Hundreds of "white enclaves" across the UK have been chosen to receive special funding from the Government, in an effort to curb the spread of racist extremism among the working classes.
Ministers are to spend £12m reassuring 130 "traditional communities" across the country that immigrants and non-white residents are not unfairly taking their jobs and houses. The community initiative follows growing concerns that extremist groups such as the BNP are feeding on fears and myths that the white working classes are victims of social injustice. Yesterday, John Denham, the Communities Secretary, named the first 27 districts that would benefit from the money.
But critics attacked the plan as pandering to the BNP at the expense of minority communities, where there is evidence of real, rather than perceived, discrimination. The initiative received a mixed response from ethnic minority groups and taxpayer representatives.
Inayat Bunglawala, a spokesperson at the Muslim Council of Britain, said: "The Government has a duty of care to all communities so that none feels abandoned or neglected. At the same time, it should be recognised that there has been a lot of misinformation and half-truths put out by the far right, seeking to polarise communities and raise community tensions."
Matthew Elliott, chief executive of the Taxpayers' Alliance, said: "It's true that many taxpayers feel abandoned by the main political parties, and while it's important to re-engage with them, this initiative looks more like a political gimmick in the run up to an election than meaningful action.
"Further, the Government should be tackling extremism in all its forms, not through central government diktat but through activists on the ground who know where the threat lies.

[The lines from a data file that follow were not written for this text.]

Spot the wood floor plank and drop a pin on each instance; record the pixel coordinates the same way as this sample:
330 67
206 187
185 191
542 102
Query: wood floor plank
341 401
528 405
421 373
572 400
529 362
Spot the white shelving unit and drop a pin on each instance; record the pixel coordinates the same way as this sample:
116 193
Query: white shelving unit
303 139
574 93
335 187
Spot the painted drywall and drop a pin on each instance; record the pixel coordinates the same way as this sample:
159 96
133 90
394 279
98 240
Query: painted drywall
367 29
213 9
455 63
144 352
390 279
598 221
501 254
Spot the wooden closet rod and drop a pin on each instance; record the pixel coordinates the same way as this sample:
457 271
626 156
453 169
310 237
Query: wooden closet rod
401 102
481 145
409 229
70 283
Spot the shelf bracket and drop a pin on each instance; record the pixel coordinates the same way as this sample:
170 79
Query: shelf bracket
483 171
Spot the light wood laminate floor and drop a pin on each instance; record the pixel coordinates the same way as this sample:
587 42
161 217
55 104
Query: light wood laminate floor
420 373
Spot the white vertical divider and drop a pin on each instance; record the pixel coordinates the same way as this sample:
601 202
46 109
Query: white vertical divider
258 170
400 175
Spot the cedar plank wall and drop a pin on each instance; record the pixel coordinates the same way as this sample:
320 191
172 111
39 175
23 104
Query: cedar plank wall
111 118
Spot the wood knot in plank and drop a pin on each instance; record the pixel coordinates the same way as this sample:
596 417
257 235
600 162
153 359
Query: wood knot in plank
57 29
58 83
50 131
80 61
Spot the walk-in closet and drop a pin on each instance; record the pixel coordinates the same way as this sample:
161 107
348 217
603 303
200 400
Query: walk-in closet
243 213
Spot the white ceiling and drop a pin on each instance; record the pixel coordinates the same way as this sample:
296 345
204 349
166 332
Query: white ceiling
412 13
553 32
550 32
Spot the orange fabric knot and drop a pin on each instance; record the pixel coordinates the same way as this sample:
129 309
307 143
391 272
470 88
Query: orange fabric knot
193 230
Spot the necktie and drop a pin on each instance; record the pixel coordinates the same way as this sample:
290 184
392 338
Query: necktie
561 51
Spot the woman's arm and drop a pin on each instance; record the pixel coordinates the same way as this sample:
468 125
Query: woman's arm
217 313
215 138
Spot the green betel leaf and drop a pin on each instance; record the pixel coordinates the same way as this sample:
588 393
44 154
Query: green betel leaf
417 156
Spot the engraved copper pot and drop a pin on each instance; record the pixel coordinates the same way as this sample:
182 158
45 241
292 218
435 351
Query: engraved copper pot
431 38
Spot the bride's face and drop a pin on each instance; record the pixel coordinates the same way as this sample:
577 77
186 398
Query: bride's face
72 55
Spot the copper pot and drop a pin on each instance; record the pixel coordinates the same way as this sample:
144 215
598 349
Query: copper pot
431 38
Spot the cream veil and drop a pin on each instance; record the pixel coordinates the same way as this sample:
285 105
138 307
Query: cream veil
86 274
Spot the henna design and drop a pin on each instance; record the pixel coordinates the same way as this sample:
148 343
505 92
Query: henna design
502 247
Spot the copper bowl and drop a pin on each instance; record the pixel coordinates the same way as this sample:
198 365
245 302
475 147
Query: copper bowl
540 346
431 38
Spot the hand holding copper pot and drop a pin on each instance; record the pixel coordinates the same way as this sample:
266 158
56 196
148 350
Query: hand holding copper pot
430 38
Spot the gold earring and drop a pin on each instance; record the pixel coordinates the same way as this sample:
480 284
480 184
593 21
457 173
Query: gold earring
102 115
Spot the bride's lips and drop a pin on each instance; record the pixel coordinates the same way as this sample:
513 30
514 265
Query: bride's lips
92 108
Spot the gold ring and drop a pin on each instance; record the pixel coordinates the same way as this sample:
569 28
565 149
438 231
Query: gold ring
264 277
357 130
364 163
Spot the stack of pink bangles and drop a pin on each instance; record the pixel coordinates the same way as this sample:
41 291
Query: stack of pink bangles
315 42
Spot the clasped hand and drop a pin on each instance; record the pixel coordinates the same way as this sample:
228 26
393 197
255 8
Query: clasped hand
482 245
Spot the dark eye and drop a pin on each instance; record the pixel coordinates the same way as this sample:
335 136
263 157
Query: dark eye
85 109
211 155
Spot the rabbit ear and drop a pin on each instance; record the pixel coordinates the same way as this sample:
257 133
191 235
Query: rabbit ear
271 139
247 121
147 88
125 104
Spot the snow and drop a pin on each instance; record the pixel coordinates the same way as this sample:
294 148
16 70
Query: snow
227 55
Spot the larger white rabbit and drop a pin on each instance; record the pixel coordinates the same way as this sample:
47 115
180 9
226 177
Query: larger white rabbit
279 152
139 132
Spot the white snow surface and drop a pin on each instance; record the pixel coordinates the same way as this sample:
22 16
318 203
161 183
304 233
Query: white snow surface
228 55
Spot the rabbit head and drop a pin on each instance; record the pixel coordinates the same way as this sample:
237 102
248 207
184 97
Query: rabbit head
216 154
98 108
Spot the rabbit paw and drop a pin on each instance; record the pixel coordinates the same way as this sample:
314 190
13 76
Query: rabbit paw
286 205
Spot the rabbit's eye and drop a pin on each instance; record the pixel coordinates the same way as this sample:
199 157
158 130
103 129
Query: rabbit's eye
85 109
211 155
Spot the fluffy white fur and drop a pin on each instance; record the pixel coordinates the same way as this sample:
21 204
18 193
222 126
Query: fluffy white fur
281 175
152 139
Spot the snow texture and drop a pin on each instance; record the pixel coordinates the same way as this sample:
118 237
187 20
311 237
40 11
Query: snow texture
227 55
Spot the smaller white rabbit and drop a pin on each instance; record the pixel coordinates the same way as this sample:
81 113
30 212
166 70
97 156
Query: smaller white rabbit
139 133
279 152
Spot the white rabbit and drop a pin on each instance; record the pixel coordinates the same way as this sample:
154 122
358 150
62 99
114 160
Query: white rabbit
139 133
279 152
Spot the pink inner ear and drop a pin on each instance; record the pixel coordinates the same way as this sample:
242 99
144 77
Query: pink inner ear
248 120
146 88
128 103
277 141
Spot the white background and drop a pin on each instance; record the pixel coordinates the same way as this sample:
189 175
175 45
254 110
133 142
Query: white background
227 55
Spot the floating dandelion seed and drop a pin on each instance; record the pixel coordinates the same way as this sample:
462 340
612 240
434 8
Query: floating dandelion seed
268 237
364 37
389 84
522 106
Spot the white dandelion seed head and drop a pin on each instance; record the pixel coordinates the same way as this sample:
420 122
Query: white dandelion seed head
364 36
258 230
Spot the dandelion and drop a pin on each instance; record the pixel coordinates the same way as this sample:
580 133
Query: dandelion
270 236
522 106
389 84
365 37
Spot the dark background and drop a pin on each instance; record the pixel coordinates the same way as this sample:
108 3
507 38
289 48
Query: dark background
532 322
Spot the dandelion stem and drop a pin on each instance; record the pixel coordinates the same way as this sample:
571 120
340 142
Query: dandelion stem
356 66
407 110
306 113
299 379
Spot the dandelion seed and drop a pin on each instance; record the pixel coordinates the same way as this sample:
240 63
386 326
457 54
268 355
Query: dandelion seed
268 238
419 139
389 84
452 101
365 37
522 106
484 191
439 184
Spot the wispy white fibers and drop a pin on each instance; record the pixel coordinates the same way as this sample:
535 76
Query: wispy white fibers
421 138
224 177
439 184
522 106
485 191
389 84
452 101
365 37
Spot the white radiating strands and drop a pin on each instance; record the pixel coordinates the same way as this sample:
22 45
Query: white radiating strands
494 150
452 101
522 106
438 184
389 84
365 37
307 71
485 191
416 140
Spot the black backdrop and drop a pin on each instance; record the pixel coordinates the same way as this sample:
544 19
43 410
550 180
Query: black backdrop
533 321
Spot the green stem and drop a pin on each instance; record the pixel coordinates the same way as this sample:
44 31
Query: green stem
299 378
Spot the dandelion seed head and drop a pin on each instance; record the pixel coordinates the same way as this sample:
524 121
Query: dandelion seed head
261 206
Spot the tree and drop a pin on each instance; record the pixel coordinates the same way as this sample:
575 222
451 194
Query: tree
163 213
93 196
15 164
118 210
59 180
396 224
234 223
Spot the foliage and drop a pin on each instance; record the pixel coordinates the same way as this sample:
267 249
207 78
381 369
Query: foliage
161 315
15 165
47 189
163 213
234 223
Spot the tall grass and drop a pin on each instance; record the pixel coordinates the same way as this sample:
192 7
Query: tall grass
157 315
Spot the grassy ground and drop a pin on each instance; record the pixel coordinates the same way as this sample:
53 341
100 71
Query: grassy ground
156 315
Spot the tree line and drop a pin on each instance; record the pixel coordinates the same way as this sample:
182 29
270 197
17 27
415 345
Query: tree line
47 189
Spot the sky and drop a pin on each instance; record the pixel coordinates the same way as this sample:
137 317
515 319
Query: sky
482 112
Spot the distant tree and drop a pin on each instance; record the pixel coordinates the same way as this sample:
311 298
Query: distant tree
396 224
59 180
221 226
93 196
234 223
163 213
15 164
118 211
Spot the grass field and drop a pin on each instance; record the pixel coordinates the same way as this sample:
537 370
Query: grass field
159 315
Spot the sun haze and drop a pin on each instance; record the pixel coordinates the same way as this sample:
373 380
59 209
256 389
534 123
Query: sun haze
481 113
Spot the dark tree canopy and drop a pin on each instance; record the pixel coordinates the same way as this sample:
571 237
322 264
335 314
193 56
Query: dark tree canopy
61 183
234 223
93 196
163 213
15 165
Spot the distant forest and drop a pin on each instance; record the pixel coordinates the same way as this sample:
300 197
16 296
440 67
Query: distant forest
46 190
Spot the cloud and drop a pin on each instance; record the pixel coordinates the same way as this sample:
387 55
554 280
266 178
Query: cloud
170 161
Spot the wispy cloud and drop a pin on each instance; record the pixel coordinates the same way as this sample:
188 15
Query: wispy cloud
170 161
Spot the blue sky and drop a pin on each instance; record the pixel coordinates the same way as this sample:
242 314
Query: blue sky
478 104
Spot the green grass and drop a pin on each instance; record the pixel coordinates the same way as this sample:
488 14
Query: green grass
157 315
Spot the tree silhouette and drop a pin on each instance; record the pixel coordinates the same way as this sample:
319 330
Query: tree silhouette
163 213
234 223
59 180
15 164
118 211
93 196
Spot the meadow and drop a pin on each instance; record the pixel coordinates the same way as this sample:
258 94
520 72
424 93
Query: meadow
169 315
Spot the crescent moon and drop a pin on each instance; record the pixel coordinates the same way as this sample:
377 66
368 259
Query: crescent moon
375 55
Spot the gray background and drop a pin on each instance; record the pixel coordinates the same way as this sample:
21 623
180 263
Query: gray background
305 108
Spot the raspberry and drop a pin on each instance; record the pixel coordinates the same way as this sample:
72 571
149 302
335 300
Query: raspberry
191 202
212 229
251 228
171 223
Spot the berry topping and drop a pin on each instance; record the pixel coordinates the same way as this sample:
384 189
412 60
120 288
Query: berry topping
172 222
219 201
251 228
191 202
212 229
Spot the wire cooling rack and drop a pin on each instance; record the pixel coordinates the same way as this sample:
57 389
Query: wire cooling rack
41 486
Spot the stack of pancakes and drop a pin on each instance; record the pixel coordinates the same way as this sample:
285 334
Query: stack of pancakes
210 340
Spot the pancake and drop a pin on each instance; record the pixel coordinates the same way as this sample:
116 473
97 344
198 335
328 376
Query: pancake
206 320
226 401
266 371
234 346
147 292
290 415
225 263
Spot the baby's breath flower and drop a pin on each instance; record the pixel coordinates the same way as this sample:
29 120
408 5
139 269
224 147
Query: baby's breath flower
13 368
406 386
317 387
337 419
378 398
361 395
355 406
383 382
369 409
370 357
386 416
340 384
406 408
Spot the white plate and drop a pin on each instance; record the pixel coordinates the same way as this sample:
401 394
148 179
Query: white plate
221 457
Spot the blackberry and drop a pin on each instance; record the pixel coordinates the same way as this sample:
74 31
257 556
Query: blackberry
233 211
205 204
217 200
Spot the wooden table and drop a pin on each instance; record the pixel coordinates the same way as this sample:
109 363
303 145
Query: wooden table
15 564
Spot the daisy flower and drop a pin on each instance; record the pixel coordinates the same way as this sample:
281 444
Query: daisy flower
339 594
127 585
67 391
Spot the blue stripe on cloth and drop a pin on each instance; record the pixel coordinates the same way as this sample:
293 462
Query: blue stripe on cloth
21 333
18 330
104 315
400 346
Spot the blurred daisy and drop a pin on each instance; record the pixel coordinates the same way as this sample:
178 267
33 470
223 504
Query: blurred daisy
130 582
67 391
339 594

Targeting one racial group over others has been proven in the past to be ineffective, costly, and counter-productive."
Julia Goldsworthy, Liberal Democrats spokesman on communities, said: "John Denham risks making the same mistake Gordon Brown made when he called for 'British jobs for British workers'. A lot of issues about extremism, whether Islamic or white fascist, boil down to poverty. The Government should have turned its attention to regenerating and developing our poorest communities over the last 12 years, rather than in its dying days."
But Mr Denham said if nothing was done to address the concerns of white communities it would create a vacuum filled by "those who want to exploit it for destructive and divisive reasons".
He added: "This is not, then, about Government combating the BNP. That is for political parties not the State. It is about addressing the legitimate fears and concerns, which, neglected, can prove fertile territory for extremism and those who would divide our communities."
Speaking at the launch of the project in London, Mr Denham said he had personally encountered one case of working class resentment over jobs given to Polish immigrants. "A new fast food franchise on the edge of a deprived estate chose to get staff from an agency much used by Polish workers. The local resentment at a lost opportunity of work outweighed the much larger number of jobs which went to local people from a new retail store," he said.
Recent changes had led to a "sense of resentment and a rise in insecurity" and created tensions in some communities, Mr Denham said. These changes included a decline in traditional jobs in predominately white areas, recent migration which was "perceived as having changed communities" and the persistent challenge of antisocial behaviour.
"Class still matters in Britain and the politics of identity ignores it at its peril. The position and growing self-confidence of minority communities can be seen as a threat to communities under pressure," he told the conference on community cohesion. "This does not mean stepping back on anti-racism or anti-discrimination."